The Indian economy is feeling the chill because of the slowdown and significant downside risks are looming from all quarters. Economic activity has been losing momentum for over five quarters with questions on whether the current economic headwinds have bottomed out or are here to stay for longer.

To jumpstart the economy, the government has announced a slew of reforms in the past three months. Nonetheless, uncertainty lingers as there are reservations about whether these are enough to prevent the economy from freezing, especially as global downside risks weigh on the domestic outlook.

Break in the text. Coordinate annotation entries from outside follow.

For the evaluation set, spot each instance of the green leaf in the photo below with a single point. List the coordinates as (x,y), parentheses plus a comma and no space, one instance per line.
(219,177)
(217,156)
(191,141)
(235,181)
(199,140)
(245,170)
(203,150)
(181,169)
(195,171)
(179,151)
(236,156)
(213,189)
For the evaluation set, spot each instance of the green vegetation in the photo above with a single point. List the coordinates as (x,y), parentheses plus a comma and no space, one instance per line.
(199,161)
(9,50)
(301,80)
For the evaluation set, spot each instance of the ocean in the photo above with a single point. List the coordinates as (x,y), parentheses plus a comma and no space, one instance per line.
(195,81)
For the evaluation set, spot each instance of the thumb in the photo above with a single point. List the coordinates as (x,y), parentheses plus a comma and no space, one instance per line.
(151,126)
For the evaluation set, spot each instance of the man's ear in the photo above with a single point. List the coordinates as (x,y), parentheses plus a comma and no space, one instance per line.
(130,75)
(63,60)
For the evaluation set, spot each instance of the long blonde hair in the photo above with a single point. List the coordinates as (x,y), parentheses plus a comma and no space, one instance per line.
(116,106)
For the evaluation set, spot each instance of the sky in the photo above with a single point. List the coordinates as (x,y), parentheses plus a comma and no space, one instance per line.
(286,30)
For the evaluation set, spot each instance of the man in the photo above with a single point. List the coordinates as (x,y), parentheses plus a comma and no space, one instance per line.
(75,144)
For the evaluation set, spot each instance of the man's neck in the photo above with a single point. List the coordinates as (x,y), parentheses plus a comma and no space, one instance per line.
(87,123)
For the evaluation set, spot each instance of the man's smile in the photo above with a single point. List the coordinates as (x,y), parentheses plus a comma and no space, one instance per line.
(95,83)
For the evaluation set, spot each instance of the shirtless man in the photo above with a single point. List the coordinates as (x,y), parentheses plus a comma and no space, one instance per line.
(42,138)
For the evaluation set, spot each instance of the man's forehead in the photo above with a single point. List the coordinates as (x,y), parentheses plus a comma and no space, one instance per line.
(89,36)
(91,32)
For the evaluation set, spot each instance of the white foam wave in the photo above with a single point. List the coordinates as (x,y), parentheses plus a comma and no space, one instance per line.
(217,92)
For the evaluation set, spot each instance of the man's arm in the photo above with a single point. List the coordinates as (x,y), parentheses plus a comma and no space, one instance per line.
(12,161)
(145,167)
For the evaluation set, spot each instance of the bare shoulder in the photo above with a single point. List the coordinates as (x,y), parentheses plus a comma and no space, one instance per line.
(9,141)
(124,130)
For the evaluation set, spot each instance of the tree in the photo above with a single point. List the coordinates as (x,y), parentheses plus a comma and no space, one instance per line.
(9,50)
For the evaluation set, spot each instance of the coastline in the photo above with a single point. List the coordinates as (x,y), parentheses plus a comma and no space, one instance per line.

For the first time in seven years, India’s GDP grew below 5 percent year-over-year, with three of the four growth engines—private consumption, private investment, and exports—slowing down significantly.On the industry side, several core sectors including auto, real estate, and manufacturing are in deep waters because of low demand resulting in a downward spiral of weakening corporate profits, waning business sentiments, and declining investments. India continues to face global headwinds owing to policy uncertainties, falling growth and trade volumes, and technological changes across the world.

Leading economic indicators point to gradual growth in the current quarter as well. With credit growth and rural income remaining weak, private consumption spending is unlikely to see a pick up soon. Besides, high food inflation is weighing on the pockets of consumers.

On the investment side, excess capacity, falling order books, and highly leveraged corporate balance sheets will likely keep business confidence low and result in further postponement of investment decisions.Consequently, RBI has slashed growth expectations in FY20 to 5 percent, while most global agencies expect the GDP growth range within 4.5 percent- 5.5 percent.

A few of the economic fundamentals are weighing on the economic outlook as well. The fiscal deficit for the period April-October 2019 has crossed this fiscal year’s target indicating further stress on fiscal concerns for the government. With growth slowing and government revenues likely to be low because of reduced corporate tax rates, there are concerns over fiscal slippage this year.